When Young Boys slid home their injury time winner in their 2021/22 Champions League group stage opener against Manchester United, no one should’ve been in the least bit surprised.
With 18 minutes still to play in the match, and the Red Devils looking for a winner, Ole Gunnar Solskjaer decided to take off Cristiano Ronaldo and Bruno Fernandes and replace them with Jesse Lingard and Nemanja Matić.
His contention was that he needed to keep some in reserve as far as Ronaldo was concerned, and he needed Matić’s experience to help see out the game.
Whilst there may be some merit to the argument if it were a bit further into the season, the fact is that Cristiano had already been rested for over a week before making his second United debut against Newcastle.
As fit as a fiddle and the one player that was keeping the opposition on the back foot, his withdrawal made no sense.
In terms of tactical acumen, frankly, a lot of decisions that the Norwegian has made are head scratchers.

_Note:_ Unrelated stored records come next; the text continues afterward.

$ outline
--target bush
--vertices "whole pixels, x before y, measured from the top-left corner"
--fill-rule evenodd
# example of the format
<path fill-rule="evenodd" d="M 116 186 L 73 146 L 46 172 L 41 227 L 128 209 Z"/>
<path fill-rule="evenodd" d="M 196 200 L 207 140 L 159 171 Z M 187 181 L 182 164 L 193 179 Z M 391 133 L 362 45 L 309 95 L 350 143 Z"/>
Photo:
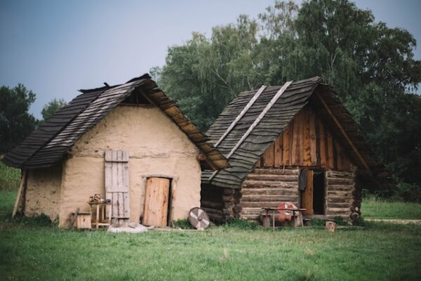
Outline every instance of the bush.
<path fill-rule="evenodd" d="M 363 190 L 363 198 L 377 202 L 404 201 L 421 203 L 421 186 L 417 184 L 401 182 L 394 190 Z"/>
<path fill-rule="evenodd" d="M 256 222 L 240 218 L 232 218 L 227 221 L 224 226 L 239 229 L 256 229 L 259 227 L 259 224 Z"/>
<path fill-rule="evenodd" d="M 180 219 L 173 222 L 174 228 L 180 228 L 181 229 L 193 229 L 193 226 L 188 219 Z"/>
<path fill-rule="evenodd" d="M 403 201 L 421 203 L 421 186 L 418 185 L 399 183 L 396 193 Z"/>
<path fill-rule="evenodd" d="M 29 226 L 54 226 L 58 220 L 51 221 L 50 217 L 45 214 L 32 216 L 16 216 L 12 221 Z"/>
<path fill-rule="evenodd" d="M 20 170 L 11 168 L 0 162 L 0 190 L 18 188 L 20 182 Z"/>

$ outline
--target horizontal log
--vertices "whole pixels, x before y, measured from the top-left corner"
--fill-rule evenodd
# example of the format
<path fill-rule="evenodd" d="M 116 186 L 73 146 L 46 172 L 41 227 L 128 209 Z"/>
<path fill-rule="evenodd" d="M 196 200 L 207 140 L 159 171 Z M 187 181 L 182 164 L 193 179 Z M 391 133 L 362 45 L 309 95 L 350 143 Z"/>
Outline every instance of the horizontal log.
<path fill-rule="evenodd" d="M 234 202 L 234 197 L 232 195 L 224 195 L 222 196 L 222 200 L 225 202 Z"/>
<path fill-rule="evenodd" d="M 215 223 L 224 223 L 229 219 L 229 217 L 223 215 L 209 214 L 209 218 Z"/>
<path fill-rule="evenodd" d="M 297 201 L 288 201 L 293 204 L 297 204 Z M 262 208 L 276 208 L 279 206 L 279 204 L 282 202 L 246 202 L 241 203 L 243 205 L 243 210 L 246 208 L 260 208 L 260 211 L 262 211 Z M 243 213 L 243 211 L 241 212 Z"/>
<path fill-rule="evenodd" d="M 354 185 L 331 185 L 328 184 L 328 190 L 351 191 L 354 190 Z"/>
<path fill-rule="evenodd" d="M 298 181 L 298 175 L 274 175 L 249 174 L 246 180 L 250 181 Z"/>
<path fill-rule="evenodd" d="M 241 211 L 241 216 L 248 215 L 257 215 L 260 216 L 263 210 L 260 207 L 246 207 L 243 206 L 243 210 Z"/>
<path fill-rule="evenodd" d="M 222 209 L 222 214 L 225 215 L 227 215 L 229 216 L 231 214 L 232 214 L 234 212 L 232 211 L 232 209 Z"/>
<path fill-rule="evenodd" d="M 328 208 L 328 215 L 349 216 L 351 214 L 349 208 Z"/>
<path fill-rule="evenodd" d="M 246 219 L 246 220 L 248 220 L 248 221 L 260 221 L 260 215 L 256 215 L 256 214 L 253 214 L 253 215 L 244 215 L 244 214 L 241 214 L 241 218 L 242 219 Z"/>
<path fill-rule="evenodd" d="M 256 168 L 253 174 L 273 174 L 273 175 L 298 175 L 300 172 L 299 169 L 265 169 Z"/>
<path fill-rule="evenodd" d="M 243 190 L 243 196 L 272 195 L 298 195 L 298 188 L 246 188 Z"/>
<path fill-rule="evenodd" d="M 222 216 L 223 214 L 222 210 L 215 210 L 214 209 L 205 208 L 201 207 L 202 210 L 205 211 L 209 216 L 210 215 L 220 215 Z"/>
<path fill-rule="evenodd" d="M 224 195 L 232 195 L 234 190 L 232 188 L 224 188 Z"/>
<path fill-rule="evenodd" d="M 340 209 L 348 209 L 351 207 L 349 203 L 328 203 L 328 209 L 329 208 L 340 208 Z"/>
<path fill-rule="evenodd" d="M 326 171 L 326 176 L 328 178 L 353 178 L 355 176 L 355 173 L 353 171 Z"/>
<path fill-rule="evenodd" d="M 328 178 L 328 185 L 352 185 L 355 184 L 354 178 Z"/>
<path fill-rule="evenodd" d="M 224 204 L 222 202 L 215 202 L 211 201 L 206 201 L 201 200 L 201 206 L 202 208 L 209 208 L 209 209 L 222 209 L 224 207 Z"/>
<path fill-rule="evenodd" d="M 351 204 L 353 201 L 352 198 L 349 197 L 328 197 L 328 203 L 349 203 Z"/>
<path fill-rule="evenodd" d="M 236 190 L 234 192 L 234 195 L 232 195 L 232 197 L 234 199 L 241 199 L 241 197 L 243 197 L 243 192 L 241 192 L 241 190 Z"/>
<path fill-rule="evenodd" d="M 352 192 L 351 192 L 351 191 L 328 190 L 328 197 L 342 197 L 352 198 L 353 197 L 353 195 L 352 195 Z"/>
<path fill-rule="evenodd" d="M 297 201 L 298 195 L 244 195 L 241 199 L 241 202 L 284 202 Z"/>
<path fill-rule="evenodd" d="M 232 211 L 234 211 L 234 214 L 239 214 L 243 210 L 243 206 L 241 204 L 236 204 L 232 208 Z"/>
<path fill-rule="evenodd" d="M 246 180 L 243 183 L 243 188 L 298 188 L 298 182 L 267 181 Z"/>

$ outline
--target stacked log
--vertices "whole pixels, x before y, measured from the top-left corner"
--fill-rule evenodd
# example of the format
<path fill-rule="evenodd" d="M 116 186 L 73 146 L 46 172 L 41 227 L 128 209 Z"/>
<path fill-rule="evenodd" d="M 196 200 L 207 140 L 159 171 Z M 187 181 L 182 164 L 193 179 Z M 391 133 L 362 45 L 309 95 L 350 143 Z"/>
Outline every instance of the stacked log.
<path fill-rule="evenodd" d="M 223 188 L 214 185 L 203 185 L 201 187 L 201 208 L 208 213 L 210 221 L 215 223 L 225 221 L 223 192 Z"/>
<path fill-rule="evenodd" d="M 332 171 L 326 172 L 327 188 L 326 214 L 349 218 L 354 213 L 352 208 L 357 204 L 355 198 L 359 190 L 356 189 L 356 174 L 351 171 Z"/>
<path fill-rule="evenodd" d="M 262 208 L 298 203 L 298 169 L 256 168 L 241 186 L 242 218 L 258 221 Z"/>

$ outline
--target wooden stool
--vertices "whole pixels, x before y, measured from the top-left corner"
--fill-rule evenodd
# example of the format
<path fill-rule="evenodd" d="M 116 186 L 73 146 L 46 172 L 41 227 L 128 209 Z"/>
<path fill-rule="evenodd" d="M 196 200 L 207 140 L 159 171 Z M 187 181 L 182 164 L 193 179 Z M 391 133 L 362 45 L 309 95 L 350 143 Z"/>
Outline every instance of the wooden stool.
<path fill-rule="evenodd" d="M 96 209 L 95 219 L 92 222 L 92 225 L 96 226 L 98 229 L 100 226 L 109 226 L 111 225 L 111 202 L 89 202 L 91 205 L 91 213 L 93 209 Z M 105 216 L 105 207 L 109 206 L 108 218 Z"/>
<path fill-rule="evenodd" d="M 91 229 L 91 212 L 79 212 L 76 218 L 77 229 Z"/>

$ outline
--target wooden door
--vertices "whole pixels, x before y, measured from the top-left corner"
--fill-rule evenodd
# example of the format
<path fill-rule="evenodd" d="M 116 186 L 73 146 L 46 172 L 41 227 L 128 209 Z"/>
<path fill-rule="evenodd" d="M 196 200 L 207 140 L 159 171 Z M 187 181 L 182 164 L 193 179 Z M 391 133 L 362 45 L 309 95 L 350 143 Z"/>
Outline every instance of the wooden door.
<path fill-rule="evenodd" d="M 127 221 L 130 217 L 127 151 L 105 151 L 105 192 L 107 199 L 112 200 L 113 220 Z"/>
<path fill-rule="evenodd" d="M 308 170 L 306 176 L 305 190 L 301 195 L 302 208 L 305 209 L 302 211 L 304 215 L 312 215 L 313 211 L 313 171 Z"/>
<path fill-rule="evenodd" d="M 149 178 L 146 181 L 142 223 L 145 226 L 166 226 L 168 214 L 170 180 Z"/>

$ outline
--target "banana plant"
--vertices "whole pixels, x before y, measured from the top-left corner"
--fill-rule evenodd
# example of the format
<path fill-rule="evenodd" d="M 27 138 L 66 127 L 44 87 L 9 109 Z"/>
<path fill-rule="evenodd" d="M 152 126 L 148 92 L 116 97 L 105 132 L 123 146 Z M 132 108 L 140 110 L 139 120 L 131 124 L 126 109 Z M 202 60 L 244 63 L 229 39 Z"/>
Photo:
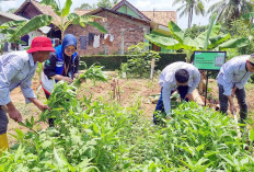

13% – Manchester United have lost seven of their 11 UEFA Champions League matches under Ole Gunnar Solskjær. 13% of their total defeats in the competition have come under Solskjær (7/54), despite the Norwegian only being in charge for 4.8% of their matches (11/231). Fall. pic.twitter.com/5e49OVY63B
— OptaJoe (@OptaJoe) September 14, 2021
There’s a reason why United have now lost seven of their 11 Champions League fixtures under Solskjaer’s tutelage. That’s a paltry 36.36%.
At any other ‘big’ club, that would clearly be an unacceptable return, and it would appear that the only thing stopping United’s hierarchy wielding the axe is because of the manager’s long-standing association with the club.
Formational switches often don’t suit the Old Trafford outfit either, with various personnel being shoehorned into the XI even if the subsequent shape isn’t conducive to getting the right result against the opponent in front of them.
Yes, the team are top of the Premier League at present, and there has been a relatively steady improvement in results terms over the last 18 months domestically.
However, it’s arguable that it’s in spite of Solskjaer and not because of him.
Elite players will almost always raise their game when required, and that has kept the Norwegian ticking along.
His lack of nous is exposed in Europe against teams that have an elite manager as well as players that are equal to, and often better than, what United have in situ.
It’s then when Solskjaer needs to earn his corn, and it’s precisely then where he has consistently fallen short.
He has had enough opportunities to prove that he has what it takes at the highest level, but it’s embarrassing to even think about putting him in the same bracket as the likes of Jurgen Klopp, Thomas Tuchel or Pep Guardiola.